Obama, en tanto, señaló que los dos países comparten el "interés en reducir la violencia, mantener bajo control las armas químicas y asegurar que no sean utilizadas, y tratar de resolver esa situación por medios políticos".
Pero las palabras amables no ocultaron diferencias de fondo, y el reproche de los miembros occidentales del club a Putin por su apoyo al dictador de Damasco.
La cumbre del G-8 tiene lugar luego de que Washington asegurara que hay evidencias de que el régimen sirio utilizó armas químicas contra los rebeldes, algo que había definido como una "línea roja", lo que abriría la puerta al envío de armas a los rebeldes y a alguna forma de involucramiento militar, y ante el rechazo de Moscú a una zona de exclusión aérea sobre Siria por considerar que viola el derecho internacional.
"No vemos necesidad alguna para ese tipo de planes y creemos que son contraproducentes", afirmó el portavoz de la Cancillería rusa, Alexander Lukashevich, quien, además, criticó los planes de Occidente de proporcionar armas a los rebeldes. "Sólo conducirá a un aumento de las tensiones en Siria y en la región", afirmó, y agregó que hará más difícil encontrar una fecha para la celebración de la Conferencia de Paz de Ginebra.
La canciller alemana, Angela Merkel, admitió que no confía en que vaya a lograrse una solución al problema sirio durante la cumbre de Enniskillen, pero se mostró esperanzada de que al menos se logre incluir a Putin en un compromiso.

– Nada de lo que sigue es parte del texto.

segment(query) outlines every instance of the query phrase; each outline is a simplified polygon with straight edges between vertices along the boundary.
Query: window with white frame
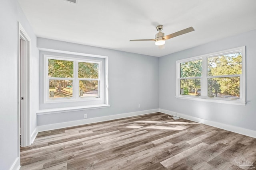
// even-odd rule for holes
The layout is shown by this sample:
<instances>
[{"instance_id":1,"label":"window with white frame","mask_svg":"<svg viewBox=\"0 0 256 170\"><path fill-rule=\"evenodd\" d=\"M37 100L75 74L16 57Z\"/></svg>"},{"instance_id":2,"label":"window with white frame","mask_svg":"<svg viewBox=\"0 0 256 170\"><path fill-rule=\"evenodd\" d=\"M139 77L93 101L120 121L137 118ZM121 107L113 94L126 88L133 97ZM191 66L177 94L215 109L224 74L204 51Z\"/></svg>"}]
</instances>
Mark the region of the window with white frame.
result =
<instances>
[{"instance_id":1,"label":"window with white frame","mask_svg":"<svg viewBox=\"0 0 256 170\"><path fill-rule=\"evenodd\" d=\"M45 60L45 102L100 99L101 61L48 55Z\"/></svg>"},{"instance_id":2,"label":"window with white frame","mask_svg":"<svg viewBox=\"0 0 256 170\"><path fill-rule=\"evenodd\" d=\"M177 61L176 97L245 104L245 52L242 47Z\"/></svg>"}]
</instances>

"Espero que logremos una clara declaración para realizar una conferencia en Ginebra que intente poner en pie un Gobierno de transición", dijo antes del inicio de las conversaciones sobre Siria en el seno del G-8.
En tanto, el dictador sirio Bashar al Asad afirmó en una entrevista a un diario alemán que se publicará hoy que Europa pagará muy caro un posible suministro de armas a los rebeldes sirios. "El patio trasero de Europa será terreno fértil para el terrorismo y lo pagará muy caro", declaró.
La primera sesión plenaria trató ayer sobre el estado de la economía mundial, y los líderes de Reino Unido, Estados Unidos, Alemania, Canadá, Japón, Francia, Italia y Rusia coincidieron en que se encuentra en mejor situación que en la reunión de hace un año en Camp David (EE.UU.) si bien siguen los riesgos.
Poco antes de que comenzase el encuentro, Obama, el primer ministro británico, David Cameron, y los representantes de la Unión Europea (UE) anunciaron el inicio oficial el 8 de julio de las negociaciones para un tratado de libre comercio e inversiones que crearía la mayor zona de libre comercio del mundo.
"Creo que estas negociaciones serán difíciles y que todos vamos a tener sensibilidades que habrá que abordar", apuntó el presidente de Estados Unidos, mientras Cameron habló de "una oportunidad en una generación" para crear "más empleos, precios más bajos y ayuda para las familias trabajadoras".
El pacto entre Estados Unidos y la UE, que insumiría dos años de negociaciones, "impulsará el comercio, la creación de empleos y el crecimiento económico", dijo el presidente de la Comisión Europea (CE), José Manuel Durao Barroso, quien calificó la alianza de "estratégica" para ambos.
La cumbre del G-8 se desarrolla en el exclusivo hotel de Lough Erne, de la ciudad de Enniskillen, Irlanda del Norte, protegido por una valla de siete kilómetros y un despliegue policial nunca visto en esta provincia británica.
Más de 8.000 policías, drones y lanchas rápidas integran el dispositivo de seguridad desplegado por la Policía de Irlanda del Norte ante la amenaza que podrían plantear manifestantes violentos o los grupos disidentes del ya inactivo Ejército Republicano Irlandés (IRA).